Randomly select a dataset observation and insert it into a second dataset

Reply
Contributor kbk
Contributor
Posts: 29

Randomly select a dataset observation and insert it into a second dataset

Hi All,

Hopefully this makes sense. I have two datasets, one of which has some null values for a specific variable. For those null variables, I want to randomly select an observation from a second dataset and insert it into the first dataset. I do a bit of other processing which I include below but which isn't critical to the core question. Here is code that does what I want it to do *except* I am hardcoding the variable - 'swap' - to be swapped in.
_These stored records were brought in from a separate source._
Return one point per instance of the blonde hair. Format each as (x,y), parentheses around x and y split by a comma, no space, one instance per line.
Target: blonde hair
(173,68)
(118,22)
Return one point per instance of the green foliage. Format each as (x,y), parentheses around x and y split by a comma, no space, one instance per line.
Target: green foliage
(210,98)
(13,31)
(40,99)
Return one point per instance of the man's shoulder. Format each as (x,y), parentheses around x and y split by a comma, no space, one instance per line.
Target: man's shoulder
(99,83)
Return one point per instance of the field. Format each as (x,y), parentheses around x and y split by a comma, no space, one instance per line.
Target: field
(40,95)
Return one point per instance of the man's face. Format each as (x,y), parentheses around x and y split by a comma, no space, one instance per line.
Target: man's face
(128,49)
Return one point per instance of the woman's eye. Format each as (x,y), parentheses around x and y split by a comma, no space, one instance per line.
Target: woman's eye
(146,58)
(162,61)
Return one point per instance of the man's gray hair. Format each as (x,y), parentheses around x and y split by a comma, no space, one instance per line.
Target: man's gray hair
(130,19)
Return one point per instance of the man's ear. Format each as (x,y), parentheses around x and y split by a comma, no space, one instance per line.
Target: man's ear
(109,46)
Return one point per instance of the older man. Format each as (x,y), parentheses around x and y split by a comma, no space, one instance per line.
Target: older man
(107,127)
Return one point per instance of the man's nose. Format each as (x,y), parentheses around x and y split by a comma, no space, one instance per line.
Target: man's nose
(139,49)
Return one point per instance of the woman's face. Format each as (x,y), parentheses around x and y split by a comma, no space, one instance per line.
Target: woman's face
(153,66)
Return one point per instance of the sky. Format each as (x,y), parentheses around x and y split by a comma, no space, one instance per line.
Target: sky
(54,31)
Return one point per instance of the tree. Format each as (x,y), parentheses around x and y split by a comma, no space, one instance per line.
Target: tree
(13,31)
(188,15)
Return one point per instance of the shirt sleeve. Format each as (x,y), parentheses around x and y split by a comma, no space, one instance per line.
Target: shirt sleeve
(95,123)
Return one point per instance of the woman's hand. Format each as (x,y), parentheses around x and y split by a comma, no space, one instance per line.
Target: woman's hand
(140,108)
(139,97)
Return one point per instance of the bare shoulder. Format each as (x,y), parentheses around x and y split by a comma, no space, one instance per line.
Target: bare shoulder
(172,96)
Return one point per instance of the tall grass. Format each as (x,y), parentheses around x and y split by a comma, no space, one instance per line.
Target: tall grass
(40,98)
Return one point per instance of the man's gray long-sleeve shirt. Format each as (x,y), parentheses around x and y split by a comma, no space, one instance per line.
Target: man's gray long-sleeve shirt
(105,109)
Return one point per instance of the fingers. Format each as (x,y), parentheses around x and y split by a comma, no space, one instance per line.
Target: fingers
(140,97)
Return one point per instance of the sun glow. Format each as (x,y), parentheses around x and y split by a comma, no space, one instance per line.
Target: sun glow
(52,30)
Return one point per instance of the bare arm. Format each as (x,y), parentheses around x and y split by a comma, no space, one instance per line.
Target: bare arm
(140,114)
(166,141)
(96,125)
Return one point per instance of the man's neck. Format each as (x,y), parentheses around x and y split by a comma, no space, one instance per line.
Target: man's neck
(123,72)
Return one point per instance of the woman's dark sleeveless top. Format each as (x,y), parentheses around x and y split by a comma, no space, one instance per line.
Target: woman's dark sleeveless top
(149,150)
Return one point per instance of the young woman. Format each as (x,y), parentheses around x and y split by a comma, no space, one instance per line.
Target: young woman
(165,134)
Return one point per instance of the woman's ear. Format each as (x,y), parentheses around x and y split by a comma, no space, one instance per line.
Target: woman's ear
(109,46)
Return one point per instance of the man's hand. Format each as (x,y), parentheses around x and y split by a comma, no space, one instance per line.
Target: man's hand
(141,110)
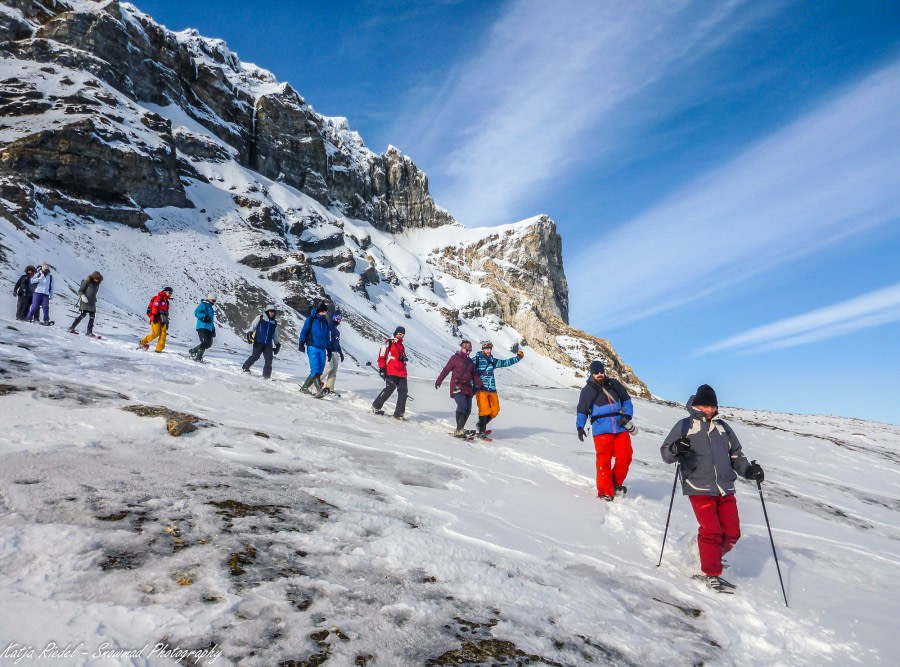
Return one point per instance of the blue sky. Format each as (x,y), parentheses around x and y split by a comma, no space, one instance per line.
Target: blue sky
(725,175)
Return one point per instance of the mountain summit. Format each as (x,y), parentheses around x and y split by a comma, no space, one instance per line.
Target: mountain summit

How can I randomly select the swap variable used in the third data step below?

data work.swapIn;

    input swap $1-50;

    datalines;

    [sampleID]^1^^3^Street^Town^[sampleID prefix]

    [sampleID]^8^2^3^Street^Town^[sampleID prefix]

    [sampleID]^1^3^43^Street^Town^[sampleID prefix]

    ;

proc print;

run;

data work.input;

    length sampleID $11 Type 3 dataString $50;

    input sampleID $1-11 Type dataString $;

    datalines;

MS-1xxx-003 1 MS-1xxx-003^1x^^5^Street^Town^MS

MS-1yyy-411 2 .

MS-4xxx-002 3 .

GC-6xxx-002 3 GC-6xxx-002^1^3^43^Street^Town^GC

MS-2yyy-002 1 .

;

proc print;

run;

data swapOut (drop=swap samplePrefix);

    set input;

    if dataString = '' then

        do;

            /*instead of hard coding swap, I want to randomly select a swap value from work.swapIn*/

            swap = '[sampleID]^1^^3^Street^Town^[sampleID prefix]';

            dataString = tranwrd(swap,'[sampleID]', sampleID); *insert sampleID ;

            samplePrefix = scan(sampleID,1,'-'); *retrieve first part of sampleID;

            dataString = tranwrd(dataString,'[sampleID prefix]', samplePrefix); *insert samplePrefix;

        end;

run;

proc print data=swapOut;

run;

I tried reading the values of swapIn into macro variables:

data _null_;

    set swapIn;

    call symputx('swap'||put(_n_,z2.),swap,'G');

run;

%put &swap01;

With the thought that I would dynamically generate the macro variable name (where the counter suffix was randomly generated within the datastep). However, I ran into deadends when I could not concatenate a string variable to a macro variable to create a callable macro variable. I also tried storing the randomly generated suffix into a macro variable but discovered you cannot evaluate functions or equations when setting a macro variable. Here is the equation I was using to generate the random suffix:

swapSuffix = put(int(3*RAND('UNIFORM'))+1, z2.);

Super Contributor
Posts: 578

Re: Randomly select a dataset observation and insert it into a second dataset

If you add some variables to hold random values at the outset, then you can join based on them.

data work.swapIn;

    input rnd_start rnd_end swap & $50.;

    datalines;

0 .33 [sampleID]^1^^3^Street^Town^[sampleID prefix]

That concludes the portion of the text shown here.